International news: US market on the mend

Housing marketWhen the housing bubble burst in the US, it plunged the economy of the country – and the rest of the world – into a recession from which it has yet to recover.

But now, just five years later, many economists believe that the housing market will be one of the primary drivers of growth in the US economy over the next couple of years.

Moody’s Analytics, for example, is forecasting somewhere between one million and two million housing “starts” this year, which it estimates will create more than one million new jobs.

“There’s a lot of pent-up demand for housing, and very little supply,” says Celia Chen, housing economist for Moody’s Analytics. “As demand continues to improve, home builders will have nothing to sell. They’ll have to build. And growth in building will mean adding not just construction jobs, but also manufacturing jobs to make the appliances and furniture needed in the new homes, which in turn drives up overall consumption.”

Meanwhile Joseph LaVorgna, chief US economist of Deutsche Bank, explains that one of the most significant indirect effects from a housing recovery is the “wealth effect” on consumers due to an increase in home prices. “Better home values can affect both consumer psychology on spending as well as their actual finances. Even small moves in home prices can have large effects on consumption, because housing comprises such a significant share of household assets.”

But is demand really rising enough to prompt the expected building starts, or drive up prices?

Well, according to the National Association of Realtors (NAR), the inventory of pre-owned homes for sale was at a seven-year low of 1,74-million in January. This represented a 4,2-month supply, down from a 4,4-month supply in December, and NAR chief economist Lawrence Yun says the reasons for the drop include slow and steady job gains, record-low mortgage rates and higher consumer confidence.

“The number of potential buyers who stayed on the sidelines accumulated during the recession, but they started entering the market again early last year as their financial ability and confidence steadily grew, along with home prices, and lower inventory levels now are encouraging multiple bids from buyers.”

In addition, many of the distressed homes that were adding to inventory have been absorbed in the past year by individual investors, private equity groups and hedge funds aiming to renovate them and rent them out – and hurrying to buy before prices really start to rise again.
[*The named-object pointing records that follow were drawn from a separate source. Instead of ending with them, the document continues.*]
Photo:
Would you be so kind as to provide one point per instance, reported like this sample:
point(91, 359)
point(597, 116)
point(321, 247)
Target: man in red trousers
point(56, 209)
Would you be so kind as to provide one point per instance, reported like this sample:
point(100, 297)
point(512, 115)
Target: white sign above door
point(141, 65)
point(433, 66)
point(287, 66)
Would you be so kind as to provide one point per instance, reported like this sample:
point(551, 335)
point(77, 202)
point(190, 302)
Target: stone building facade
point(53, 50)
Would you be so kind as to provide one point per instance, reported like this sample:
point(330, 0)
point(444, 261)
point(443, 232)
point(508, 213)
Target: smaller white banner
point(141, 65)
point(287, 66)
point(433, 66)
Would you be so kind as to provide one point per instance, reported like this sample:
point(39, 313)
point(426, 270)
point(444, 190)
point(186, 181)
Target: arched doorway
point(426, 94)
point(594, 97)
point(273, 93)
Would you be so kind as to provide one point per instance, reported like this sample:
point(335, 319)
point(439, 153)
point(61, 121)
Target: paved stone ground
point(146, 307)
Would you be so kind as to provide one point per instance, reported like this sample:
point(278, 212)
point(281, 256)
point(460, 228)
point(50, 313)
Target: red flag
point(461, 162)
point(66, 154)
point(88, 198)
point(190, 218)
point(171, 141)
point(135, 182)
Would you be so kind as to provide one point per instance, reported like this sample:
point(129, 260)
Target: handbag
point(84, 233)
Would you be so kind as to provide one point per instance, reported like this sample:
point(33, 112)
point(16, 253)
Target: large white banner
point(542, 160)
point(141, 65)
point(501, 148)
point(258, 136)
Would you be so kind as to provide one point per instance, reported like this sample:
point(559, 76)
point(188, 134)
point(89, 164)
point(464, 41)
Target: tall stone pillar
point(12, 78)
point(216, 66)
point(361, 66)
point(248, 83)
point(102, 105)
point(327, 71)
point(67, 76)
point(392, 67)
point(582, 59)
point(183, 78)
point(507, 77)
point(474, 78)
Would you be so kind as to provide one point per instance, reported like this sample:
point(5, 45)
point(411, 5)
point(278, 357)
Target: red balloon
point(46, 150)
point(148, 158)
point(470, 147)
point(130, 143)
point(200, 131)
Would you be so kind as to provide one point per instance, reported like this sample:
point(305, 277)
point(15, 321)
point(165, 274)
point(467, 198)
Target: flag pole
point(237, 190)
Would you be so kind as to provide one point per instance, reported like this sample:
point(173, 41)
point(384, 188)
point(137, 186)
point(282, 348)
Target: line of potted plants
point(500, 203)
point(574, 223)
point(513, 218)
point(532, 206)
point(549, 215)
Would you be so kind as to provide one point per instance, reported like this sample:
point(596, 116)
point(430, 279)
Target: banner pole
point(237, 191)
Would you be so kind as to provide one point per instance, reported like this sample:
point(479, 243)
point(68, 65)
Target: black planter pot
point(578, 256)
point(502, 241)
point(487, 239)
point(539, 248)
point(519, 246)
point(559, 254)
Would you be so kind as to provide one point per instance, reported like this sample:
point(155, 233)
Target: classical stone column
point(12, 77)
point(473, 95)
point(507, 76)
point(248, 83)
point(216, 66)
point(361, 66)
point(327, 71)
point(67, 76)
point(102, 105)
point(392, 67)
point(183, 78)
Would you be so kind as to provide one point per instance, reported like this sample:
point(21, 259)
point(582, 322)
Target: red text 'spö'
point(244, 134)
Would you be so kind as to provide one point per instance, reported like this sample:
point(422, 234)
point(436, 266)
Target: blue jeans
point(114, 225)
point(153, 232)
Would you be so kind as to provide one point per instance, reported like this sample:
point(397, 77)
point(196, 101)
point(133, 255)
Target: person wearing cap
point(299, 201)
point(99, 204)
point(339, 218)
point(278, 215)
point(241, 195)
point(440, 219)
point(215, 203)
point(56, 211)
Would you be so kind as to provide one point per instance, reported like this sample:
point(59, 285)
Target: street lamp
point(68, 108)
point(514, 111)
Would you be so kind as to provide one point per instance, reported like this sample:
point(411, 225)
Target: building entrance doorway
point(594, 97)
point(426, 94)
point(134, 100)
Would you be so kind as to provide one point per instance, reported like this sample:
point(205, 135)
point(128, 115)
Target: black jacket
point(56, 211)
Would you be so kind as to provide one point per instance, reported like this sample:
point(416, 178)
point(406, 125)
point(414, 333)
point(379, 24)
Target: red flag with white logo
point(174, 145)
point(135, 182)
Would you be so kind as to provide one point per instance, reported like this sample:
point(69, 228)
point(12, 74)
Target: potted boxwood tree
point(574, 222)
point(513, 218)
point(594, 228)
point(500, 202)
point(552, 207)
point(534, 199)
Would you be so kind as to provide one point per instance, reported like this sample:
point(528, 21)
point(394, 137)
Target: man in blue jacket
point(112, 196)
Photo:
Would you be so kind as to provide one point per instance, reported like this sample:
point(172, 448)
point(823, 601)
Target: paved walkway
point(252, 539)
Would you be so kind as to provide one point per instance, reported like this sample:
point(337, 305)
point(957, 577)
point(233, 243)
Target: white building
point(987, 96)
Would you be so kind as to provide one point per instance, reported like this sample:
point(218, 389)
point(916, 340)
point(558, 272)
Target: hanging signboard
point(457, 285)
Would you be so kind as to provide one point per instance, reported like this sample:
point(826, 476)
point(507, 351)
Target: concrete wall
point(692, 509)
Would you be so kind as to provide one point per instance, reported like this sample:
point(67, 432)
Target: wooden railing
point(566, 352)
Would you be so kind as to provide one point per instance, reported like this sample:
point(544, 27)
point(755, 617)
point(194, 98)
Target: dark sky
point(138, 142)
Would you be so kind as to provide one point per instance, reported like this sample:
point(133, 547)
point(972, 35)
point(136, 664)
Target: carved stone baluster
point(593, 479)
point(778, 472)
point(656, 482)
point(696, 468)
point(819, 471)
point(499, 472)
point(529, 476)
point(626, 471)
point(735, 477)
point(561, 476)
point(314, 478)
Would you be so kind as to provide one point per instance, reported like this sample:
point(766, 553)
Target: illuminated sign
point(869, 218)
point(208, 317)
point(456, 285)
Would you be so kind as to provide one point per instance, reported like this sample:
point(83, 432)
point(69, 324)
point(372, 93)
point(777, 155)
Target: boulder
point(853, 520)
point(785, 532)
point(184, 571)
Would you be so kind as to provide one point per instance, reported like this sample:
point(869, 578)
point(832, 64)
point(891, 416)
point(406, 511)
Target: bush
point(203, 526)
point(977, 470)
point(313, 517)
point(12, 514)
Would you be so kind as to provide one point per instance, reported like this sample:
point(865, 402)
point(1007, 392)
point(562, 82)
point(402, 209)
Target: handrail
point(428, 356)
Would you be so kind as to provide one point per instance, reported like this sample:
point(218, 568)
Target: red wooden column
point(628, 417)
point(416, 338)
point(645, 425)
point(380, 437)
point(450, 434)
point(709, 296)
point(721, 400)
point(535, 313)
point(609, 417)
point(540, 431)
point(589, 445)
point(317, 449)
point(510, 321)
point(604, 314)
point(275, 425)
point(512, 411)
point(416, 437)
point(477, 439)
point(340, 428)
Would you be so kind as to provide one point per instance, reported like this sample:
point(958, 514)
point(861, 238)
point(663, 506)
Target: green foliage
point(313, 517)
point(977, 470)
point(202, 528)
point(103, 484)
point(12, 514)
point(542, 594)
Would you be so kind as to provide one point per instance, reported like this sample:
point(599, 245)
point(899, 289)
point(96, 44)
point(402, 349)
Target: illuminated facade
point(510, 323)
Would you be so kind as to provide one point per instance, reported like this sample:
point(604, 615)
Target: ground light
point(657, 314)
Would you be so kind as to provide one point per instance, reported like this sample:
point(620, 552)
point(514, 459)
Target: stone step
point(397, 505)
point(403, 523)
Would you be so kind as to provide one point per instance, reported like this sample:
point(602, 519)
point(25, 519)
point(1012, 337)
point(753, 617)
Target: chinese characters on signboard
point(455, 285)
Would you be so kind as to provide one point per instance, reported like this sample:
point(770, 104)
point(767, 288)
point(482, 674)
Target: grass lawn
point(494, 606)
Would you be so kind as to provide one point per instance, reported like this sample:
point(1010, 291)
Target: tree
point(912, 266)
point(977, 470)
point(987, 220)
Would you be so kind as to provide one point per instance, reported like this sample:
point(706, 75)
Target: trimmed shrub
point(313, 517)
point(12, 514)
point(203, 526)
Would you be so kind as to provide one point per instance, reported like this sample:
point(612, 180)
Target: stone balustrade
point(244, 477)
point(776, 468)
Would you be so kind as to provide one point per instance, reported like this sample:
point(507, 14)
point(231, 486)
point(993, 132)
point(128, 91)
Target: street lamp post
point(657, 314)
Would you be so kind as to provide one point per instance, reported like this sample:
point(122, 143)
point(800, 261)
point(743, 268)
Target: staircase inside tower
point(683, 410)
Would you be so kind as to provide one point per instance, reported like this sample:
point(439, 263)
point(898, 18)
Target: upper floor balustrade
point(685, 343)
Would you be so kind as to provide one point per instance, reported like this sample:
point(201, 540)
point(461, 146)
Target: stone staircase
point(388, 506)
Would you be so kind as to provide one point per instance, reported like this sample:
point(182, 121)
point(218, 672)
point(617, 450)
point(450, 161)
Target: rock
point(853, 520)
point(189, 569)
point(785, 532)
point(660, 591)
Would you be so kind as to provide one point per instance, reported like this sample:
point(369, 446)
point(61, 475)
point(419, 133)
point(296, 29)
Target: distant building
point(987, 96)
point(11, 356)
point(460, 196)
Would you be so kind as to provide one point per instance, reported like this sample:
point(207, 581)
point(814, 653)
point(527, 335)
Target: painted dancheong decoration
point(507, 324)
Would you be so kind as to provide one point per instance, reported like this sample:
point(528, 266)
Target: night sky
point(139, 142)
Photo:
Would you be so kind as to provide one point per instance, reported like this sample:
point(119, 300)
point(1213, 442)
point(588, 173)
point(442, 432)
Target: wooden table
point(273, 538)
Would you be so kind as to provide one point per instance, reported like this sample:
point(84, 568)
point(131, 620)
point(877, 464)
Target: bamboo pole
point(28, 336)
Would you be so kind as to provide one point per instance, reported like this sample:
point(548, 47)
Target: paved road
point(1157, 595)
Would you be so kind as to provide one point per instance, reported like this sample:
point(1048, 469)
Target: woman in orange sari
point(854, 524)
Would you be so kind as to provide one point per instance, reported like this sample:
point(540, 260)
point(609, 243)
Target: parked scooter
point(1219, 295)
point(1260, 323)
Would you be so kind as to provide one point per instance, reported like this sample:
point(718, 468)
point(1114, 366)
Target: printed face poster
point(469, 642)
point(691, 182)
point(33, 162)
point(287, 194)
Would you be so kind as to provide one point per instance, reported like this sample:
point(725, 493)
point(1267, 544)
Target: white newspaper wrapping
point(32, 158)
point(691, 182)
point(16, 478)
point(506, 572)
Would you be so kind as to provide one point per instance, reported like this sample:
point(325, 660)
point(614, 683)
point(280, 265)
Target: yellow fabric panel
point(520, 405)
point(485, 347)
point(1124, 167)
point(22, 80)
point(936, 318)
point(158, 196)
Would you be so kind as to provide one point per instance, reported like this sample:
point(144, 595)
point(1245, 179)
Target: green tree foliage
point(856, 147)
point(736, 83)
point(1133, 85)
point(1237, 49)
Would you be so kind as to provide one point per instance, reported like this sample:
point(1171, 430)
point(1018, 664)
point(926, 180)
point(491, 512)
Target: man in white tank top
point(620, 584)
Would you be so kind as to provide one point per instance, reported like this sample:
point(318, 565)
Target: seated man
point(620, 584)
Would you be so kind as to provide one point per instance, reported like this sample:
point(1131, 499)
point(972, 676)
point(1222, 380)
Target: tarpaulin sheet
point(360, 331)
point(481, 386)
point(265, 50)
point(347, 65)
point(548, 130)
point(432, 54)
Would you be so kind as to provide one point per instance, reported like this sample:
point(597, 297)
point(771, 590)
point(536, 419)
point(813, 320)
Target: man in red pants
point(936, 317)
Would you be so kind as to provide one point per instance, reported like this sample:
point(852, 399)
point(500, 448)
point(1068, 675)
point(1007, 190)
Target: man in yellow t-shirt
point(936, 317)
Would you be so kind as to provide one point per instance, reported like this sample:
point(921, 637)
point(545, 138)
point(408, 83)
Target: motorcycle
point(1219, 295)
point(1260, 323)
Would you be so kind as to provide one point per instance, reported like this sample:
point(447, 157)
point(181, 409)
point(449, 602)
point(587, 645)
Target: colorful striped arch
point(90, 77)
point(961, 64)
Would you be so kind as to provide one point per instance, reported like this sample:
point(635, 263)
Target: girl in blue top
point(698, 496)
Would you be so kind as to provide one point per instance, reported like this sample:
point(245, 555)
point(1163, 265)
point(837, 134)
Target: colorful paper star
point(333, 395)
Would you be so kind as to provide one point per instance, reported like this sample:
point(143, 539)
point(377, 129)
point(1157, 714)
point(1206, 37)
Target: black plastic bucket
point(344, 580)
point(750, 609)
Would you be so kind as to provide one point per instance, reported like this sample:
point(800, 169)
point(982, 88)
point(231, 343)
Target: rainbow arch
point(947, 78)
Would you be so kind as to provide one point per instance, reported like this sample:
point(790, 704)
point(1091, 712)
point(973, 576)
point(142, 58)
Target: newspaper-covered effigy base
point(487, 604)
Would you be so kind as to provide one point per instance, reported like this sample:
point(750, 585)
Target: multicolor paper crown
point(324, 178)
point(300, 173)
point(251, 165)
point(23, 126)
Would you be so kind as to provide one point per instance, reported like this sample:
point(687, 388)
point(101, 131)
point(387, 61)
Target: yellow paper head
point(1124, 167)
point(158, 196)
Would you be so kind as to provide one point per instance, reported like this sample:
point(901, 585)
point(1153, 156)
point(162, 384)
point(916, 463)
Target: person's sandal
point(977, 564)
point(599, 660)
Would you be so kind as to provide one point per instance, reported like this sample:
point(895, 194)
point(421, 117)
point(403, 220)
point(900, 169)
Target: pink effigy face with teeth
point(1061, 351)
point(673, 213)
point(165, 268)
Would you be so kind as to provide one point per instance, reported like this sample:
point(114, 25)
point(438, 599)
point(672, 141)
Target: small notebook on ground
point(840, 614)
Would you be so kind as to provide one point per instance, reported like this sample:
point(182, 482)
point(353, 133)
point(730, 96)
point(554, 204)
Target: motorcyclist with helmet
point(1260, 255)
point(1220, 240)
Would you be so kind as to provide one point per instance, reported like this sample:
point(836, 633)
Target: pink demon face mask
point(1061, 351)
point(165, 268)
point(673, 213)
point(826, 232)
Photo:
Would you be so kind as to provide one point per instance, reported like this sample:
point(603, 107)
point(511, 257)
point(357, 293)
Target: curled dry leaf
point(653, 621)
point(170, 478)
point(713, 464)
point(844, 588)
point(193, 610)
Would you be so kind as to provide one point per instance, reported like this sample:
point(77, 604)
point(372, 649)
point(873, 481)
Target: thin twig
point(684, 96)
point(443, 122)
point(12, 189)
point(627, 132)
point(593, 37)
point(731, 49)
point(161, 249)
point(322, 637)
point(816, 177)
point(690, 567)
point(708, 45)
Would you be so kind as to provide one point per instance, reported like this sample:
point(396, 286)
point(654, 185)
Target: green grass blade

Indeed, RealtyTrac, an online foreclosure marketplace, reported recently that distressed properties, which include foreclosures and short sales, accounted for 43% of all US pre-owned home sales last year. What is more, the prices of such sales were 2% up, on average, compared with 2011.

And speaking of prices, the latest Standard&Poor/ Case-Schiller Home Price Index shows a 6,8% year-on-year gain in December, while the latest Zillow market report indicates a national average home price increase of 0,7% in January – the 15th consecutive month of gain – and predicts a further 3,3% increase over the course of 2013.

Zillow puts the current national average home price in the US at $158 100. The boom-time peak, in April 2007, was $193 900.